O-linked glycosylation of mucins
Species Homo sapiens
Mucins are a family of high molecular weight, heavily glycosylated proteins (glycoconjugates) produced by epithelial tissues in most metazoa. Mucins' key characteristic is their ability to form gels; therefore they are a key component in most gel-like secretions, serving functions from lubrication to cell signalling to forming chemical barriers. To date, there are approximately 20 genes that express mucins. Mature mucins are composed of two distinct regions:
(1) The amino- and carboxy-terminal regions are very lightly glycosylated, but rich in cysteines. The cysteine residues participate in establishing disulfide linkages within and among mucin monomers.
(2) A large central region rich in serine, threonine and proline residues called the variable number of tandem repeat (VNTR) region which can become heavily O-glycosylated with hundreds of O-GalNAc glycans.

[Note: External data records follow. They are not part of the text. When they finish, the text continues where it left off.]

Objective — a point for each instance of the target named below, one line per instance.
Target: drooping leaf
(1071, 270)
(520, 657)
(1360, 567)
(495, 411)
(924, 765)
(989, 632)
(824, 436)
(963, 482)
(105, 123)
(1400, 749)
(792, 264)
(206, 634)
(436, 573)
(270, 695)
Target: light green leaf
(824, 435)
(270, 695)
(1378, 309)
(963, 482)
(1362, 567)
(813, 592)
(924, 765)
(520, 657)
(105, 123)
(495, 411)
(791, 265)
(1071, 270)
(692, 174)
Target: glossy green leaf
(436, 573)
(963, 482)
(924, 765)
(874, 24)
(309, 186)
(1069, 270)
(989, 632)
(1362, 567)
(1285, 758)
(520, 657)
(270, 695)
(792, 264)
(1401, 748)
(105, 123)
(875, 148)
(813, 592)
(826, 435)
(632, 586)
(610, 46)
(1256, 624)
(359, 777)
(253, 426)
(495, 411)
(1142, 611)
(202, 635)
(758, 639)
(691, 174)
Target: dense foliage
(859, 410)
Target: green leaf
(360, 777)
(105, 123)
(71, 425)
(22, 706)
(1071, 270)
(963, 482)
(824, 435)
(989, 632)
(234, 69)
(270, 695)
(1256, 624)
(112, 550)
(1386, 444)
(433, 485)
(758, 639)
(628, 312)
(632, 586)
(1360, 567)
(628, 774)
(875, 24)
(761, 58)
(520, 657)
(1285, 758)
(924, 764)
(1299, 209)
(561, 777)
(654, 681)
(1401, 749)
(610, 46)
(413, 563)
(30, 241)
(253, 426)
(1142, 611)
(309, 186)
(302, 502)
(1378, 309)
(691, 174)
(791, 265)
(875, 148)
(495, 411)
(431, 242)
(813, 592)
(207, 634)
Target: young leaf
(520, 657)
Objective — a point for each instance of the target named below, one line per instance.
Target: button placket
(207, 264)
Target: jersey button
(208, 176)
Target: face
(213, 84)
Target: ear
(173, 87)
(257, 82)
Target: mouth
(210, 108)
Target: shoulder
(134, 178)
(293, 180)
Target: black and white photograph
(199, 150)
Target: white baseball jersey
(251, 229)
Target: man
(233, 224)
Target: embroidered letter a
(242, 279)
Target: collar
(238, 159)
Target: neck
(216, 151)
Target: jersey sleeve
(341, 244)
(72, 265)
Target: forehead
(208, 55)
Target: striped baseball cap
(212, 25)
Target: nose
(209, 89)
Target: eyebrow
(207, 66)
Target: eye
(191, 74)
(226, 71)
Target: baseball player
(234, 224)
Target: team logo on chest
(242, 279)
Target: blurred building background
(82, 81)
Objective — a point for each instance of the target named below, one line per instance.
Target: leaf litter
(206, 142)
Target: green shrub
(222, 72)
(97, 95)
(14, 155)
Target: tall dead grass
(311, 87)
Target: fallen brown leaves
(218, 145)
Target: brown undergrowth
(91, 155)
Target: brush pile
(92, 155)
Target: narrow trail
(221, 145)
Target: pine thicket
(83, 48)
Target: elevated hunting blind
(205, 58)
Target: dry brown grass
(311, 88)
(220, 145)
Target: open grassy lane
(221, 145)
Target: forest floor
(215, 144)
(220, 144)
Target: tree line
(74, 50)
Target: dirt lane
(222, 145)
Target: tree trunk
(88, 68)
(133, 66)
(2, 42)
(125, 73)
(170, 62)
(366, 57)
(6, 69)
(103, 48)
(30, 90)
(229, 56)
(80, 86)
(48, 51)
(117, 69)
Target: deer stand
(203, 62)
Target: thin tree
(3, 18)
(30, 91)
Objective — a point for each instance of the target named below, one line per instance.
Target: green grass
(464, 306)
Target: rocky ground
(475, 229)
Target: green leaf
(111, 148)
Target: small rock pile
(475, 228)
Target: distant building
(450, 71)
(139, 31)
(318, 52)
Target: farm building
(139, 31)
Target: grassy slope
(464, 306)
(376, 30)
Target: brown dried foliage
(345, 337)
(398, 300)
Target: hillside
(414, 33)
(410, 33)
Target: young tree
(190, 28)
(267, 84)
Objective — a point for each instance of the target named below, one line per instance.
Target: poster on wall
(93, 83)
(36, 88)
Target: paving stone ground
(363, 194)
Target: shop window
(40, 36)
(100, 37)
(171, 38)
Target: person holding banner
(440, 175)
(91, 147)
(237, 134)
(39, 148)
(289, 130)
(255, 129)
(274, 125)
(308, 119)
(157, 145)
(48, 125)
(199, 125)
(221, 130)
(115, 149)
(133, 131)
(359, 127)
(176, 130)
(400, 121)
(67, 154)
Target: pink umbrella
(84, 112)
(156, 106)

N-acetyl-galactosamine (GalNAc) is the first glycan to be attached, forming the simplest mucin O-glycan. After this, several different pathways are possible generating "core" structures. Four core structures are commonly formed, several others are possible but infrequent. O-linked glycans are often capped by the addition of a sialic acid residue, terminating the addition of any more O-glycans (Brockhausen et al, 2009; Tarp and Clausen, 2008).